A peptide based on the sequence of the CDR3 of a murine anti-DNA mAb is a better modulator of experimental SLE than its single amino acid-substituted analogs.

A peptide based on the complementarity determining region (CDR) 3 of a pathogenic anti-DNA 16/6 Id(+) monoclonal antibody was previously shown to be a dominant T-cell epitope in experimental SLE, and to be capable of inhibiting SLE-associated proliferative responses. Single amino acid-substituted analogs of pCDR3 were designed and analyzed for their ability to stimulate or inhibit the proliferation of a pCDR3-specific T-cell line.
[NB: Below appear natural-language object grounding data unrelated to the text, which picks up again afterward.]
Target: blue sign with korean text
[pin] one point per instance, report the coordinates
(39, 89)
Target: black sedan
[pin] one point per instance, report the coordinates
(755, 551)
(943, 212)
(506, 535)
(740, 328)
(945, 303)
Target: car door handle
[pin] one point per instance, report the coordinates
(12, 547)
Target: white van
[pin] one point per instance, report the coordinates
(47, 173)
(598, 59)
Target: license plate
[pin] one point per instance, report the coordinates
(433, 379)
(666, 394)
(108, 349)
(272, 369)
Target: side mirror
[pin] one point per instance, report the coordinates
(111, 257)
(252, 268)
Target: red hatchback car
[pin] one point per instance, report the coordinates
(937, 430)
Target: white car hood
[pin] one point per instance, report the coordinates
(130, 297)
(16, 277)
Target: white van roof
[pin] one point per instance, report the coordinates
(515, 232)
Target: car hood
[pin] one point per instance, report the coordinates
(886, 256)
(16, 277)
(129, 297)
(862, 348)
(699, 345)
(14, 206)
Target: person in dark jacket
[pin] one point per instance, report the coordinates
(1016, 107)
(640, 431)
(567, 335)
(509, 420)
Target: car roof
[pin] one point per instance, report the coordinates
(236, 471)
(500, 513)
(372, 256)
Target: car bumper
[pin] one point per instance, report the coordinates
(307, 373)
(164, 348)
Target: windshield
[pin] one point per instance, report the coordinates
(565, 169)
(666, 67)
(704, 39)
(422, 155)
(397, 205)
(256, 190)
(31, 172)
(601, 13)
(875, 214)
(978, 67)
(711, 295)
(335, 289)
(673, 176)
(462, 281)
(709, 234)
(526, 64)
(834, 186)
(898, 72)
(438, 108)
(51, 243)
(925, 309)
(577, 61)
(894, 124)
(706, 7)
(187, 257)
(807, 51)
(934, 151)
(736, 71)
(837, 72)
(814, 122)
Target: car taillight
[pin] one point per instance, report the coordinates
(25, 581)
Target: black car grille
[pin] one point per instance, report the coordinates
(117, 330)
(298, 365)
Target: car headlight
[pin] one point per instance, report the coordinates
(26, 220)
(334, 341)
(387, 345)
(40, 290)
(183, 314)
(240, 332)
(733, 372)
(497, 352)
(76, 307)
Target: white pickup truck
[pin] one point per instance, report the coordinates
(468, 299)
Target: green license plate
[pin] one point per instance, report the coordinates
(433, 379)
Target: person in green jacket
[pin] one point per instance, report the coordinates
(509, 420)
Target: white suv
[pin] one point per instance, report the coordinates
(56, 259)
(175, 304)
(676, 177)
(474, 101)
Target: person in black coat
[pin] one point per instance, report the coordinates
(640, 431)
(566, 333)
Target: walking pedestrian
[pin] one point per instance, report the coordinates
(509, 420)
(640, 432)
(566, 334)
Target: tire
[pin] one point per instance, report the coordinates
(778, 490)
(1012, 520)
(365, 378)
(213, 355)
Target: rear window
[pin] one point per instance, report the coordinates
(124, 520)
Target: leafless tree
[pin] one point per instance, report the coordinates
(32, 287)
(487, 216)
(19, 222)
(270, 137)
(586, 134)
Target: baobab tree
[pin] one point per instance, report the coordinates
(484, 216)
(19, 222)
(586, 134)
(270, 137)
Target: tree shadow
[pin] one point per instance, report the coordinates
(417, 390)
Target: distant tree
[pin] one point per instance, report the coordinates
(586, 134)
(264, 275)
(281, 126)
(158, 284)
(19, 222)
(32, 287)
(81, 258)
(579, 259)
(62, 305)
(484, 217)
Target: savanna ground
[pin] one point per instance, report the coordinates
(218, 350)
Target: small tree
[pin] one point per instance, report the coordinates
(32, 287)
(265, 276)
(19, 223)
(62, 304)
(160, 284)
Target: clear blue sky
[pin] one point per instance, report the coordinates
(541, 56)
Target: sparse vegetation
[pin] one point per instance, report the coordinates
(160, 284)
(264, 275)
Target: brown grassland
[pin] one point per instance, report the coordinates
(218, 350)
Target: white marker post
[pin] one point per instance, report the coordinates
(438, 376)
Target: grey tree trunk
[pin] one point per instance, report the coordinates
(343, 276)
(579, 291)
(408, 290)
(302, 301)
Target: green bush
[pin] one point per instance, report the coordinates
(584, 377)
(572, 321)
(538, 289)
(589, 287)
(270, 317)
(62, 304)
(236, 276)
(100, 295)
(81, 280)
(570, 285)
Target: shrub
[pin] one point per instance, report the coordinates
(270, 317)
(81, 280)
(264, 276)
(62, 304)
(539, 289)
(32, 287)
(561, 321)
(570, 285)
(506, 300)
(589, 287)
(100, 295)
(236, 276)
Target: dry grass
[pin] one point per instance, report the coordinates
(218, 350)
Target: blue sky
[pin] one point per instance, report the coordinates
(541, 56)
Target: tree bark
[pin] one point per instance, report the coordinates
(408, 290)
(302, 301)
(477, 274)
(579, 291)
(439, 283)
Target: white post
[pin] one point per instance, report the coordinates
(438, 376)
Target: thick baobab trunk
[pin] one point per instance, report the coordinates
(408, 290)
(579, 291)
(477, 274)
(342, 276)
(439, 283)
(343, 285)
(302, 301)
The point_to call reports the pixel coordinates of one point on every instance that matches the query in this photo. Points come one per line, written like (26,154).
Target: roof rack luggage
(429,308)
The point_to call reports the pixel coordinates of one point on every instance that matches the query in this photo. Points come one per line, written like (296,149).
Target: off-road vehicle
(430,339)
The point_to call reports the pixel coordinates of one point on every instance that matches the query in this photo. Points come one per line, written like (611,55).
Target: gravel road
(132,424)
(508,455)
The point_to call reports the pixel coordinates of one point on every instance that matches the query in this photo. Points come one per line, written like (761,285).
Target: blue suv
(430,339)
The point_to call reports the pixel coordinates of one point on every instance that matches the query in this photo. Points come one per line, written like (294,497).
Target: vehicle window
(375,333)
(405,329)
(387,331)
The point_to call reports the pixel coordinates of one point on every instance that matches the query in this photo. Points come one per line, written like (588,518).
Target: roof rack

Alterations in positions 9 and 10 neutralized the proliferative potential of pCDR3, whereas alterations in positions 6-8 and 11-15 retained the proliferative potential of the peptides. Similar to pCDR3, its analogs Ala11 and Nle13 inhibited efficiently the in vivo priming of lymph node cells either to pCDR3 or to the human monoclonal anti-DNA 16/6 Id(+) antibody. Substituting both positions 11 (Tyr --> Ala) and 13 (Met --> Nle) reduced this inhibitory capacity compared to the single substituted analogs. Also, truncation of pCDR3 at the C- and/or N-terminus obliterated the inhibitory activities of the peptide. Analogs Ala11 and Nle13 immunomodulated serological and clinical smanifestations of experimental SLE. Nevertheless, the original pCDR3 was a more efficient modulator of the disease.